According to NPR, Cheetos were invented by snack manufacturer Charles Elmer Doolin during the 1930s. Obsessed with creating a corn-based snack food that would not go stale as quickly as tortilla chips, Doolin purchased the patent for Fritos from a man selling a new type of snack. The man informed Doolin that these fried corn chips were a popular beach snack in Mexico. After purchasing the patent, Doolin immediately began tinkering around in his kitchen, trying to perfect the crunchy chip. Aided by his mother and using his children as taste testers, Doolin formulated a variety of flavors and versions of these corn-based snacks — including the Cheeto.

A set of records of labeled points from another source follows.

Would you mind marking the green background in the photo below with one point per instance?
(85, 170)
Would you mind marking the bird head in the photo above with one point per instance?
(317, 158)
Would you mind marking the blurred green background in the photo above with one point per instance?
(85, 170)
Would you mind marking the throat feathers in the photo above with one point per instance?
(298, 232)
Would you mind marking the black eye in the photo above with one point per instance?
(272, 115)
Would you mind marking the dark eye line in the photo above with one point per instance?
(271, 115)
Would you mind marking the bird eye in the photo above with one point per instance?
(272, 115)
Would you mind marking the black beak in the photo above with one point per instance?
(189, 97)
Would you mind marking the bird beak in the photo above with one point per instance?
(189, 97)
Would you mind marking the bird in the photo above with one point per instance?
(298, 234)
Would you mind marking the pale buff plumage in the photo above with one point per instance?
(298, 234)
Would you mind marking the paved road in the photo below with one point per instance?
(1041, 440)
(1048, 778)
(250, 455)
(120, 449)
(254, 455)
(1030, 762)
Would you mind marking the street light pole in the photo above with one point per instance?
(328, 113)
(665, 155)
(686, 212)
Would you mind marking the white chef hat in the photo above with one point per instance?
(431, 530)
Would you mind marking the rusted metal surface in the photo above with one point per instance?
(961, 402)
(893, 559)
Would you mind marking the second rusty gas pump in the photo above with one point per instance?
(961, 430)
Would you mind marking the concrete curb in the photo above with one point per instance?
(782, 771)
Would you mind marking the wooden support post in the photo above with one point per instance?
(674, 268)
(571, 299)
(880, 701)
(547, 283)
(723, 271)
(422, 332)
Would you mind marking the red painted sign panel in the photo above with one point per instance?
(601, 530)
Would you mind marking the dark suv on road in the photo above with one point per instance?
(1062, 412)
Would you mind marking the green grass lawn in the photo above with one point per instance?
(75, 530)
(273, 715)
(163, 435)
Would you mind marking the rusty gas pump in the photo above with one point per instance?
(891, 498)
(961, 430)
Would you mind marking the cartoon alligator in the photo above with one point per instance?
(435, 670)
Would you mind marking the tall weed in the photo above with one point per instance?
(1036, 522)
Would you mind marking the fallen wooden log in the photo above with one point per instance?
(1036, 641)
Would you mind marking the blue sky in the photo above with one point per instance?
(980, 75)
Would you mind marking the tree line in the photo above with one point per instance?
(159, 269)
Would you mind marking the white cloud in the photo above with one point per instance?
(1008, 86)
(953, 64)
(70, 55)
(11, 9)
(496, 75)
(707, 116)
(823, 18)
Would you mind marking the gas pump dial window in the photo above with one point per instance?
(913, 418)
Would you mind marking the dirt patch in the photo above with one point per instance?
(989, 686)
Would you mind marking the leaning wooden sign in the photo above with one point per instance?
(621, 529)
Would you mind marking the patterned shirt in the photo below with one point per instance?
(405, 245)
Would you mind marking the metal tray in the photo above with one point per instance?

While we know many brands formulate different products for different markets (do you have any idea how many flavors of Kit Kats are available in Japan?), the Cheetos product page states that there are only 19 varieties of Cheetos available in the United States. We can't help but feel like we're really missing out on some awesome Cheetos products, especially when we see so many unique flavors in other regions that we think would totally work stateside. Even the products we don't necessarily believe would be popular here, we're still interested in trying them out, you know, for science.

Cheetos Spicy Chicken

Okay, so we know people love using crushed Flamin' Hot Cheetos to coat all sorts of baked and fried foods, but the snack seems to go particularly well with fried chicken. Frito-Lay Japan has taken this amazing culinary mash-up to the obvious next level with their Cheetos Spicy Chicken flavor. Napa Japan states that these crunchy Cheetos have a nice amount of spice to them and taste exactly like fried chicken! The bright yellow bag also features a goofy illustration of the Cheetos mascot Chester Cheetah riding a piece of fried chicken and holding a hot pepper, which we love.

Cheetos Fresh Shrimp

While we can definitely appreciate a good prawn crisp, that is so not what we're expecting when we reach into a bag of Cheetos. Taquitos gave us the details on Cheetos Fresh Shrimp flavor, which is available in China. These scoop shaped chips are primarily made from cassava (which is a root from South American also known as yuca) instead of the standard Cheetos corn, making them a lighter, airier snack than the traditional Cheetos. The outlet compares the texture to styrofoam, though not in a bad way. While they didn't mind the taste, we aren't totally sold on seafood flavored crisps being part of the Cheetos family.

Cheetos Paprika Spinners

In a ranking of various Cheetos flavors, Business Insider introduced us to Cheetos Paprika Spinners, which we are dying to try. The outlet states that the product is only available in certain parts of Europe, and is a combination of all the best parts of Doritos and Cheetos in one perfect crunchy bite. The snack is star (or pinwheel) shaped, and described by Holland Shopper as light and airy with a sweet paprika flavor. Would it be too much if we booked a flight to the Netherlands specifically to buy these curious Cheetos? We promise to check out the Van Gogh Museum while we're there.

Mountain Dew Cheetos

Snaxtime reviewed Mountain Dew Cheetos, which hail from Japan and come in a handy snack cup. The Cheetos are a surprising white color instead of the green normally associated with Mountain Dew, and are the same shape and size as Crunchy Cheetos. While Snaxtime wanted to like this strange mashup, they stated that they found the result to be an odd mix of sour citrus and salty corn. They also noticed a slight lemon flavor, which they said adds a little sweetness to the snack, but also has an unappealing bitterness and chemical note. The Mountain Dew Cheetos have an aftertaste reminiscent of lemon-lime cereal, and the outlet ultimately declared it too confusing and complicated to enjoy. All those clashing flavors add up to a big "no thank you."

Cheetos Just Salt

Cheetos Japan is at it again, this time with a surprisingly simple product we're kind of shocked has never made it to the U.S. market. Chip Review shares the details behind Cheetos Just Salt, which they rate a four out of five. The outlet describes the snack as being a salted crunchy corn Cheeto that tastes similar to Fritos. In their profile, NPR stated that Frito founder Charles Elmer Doolin would actually grab Fritos off the production line to take home before they were salted or flavored, so maybe Frito Lay Japan is on to something with this simplified take on the normally flavor-packed snack.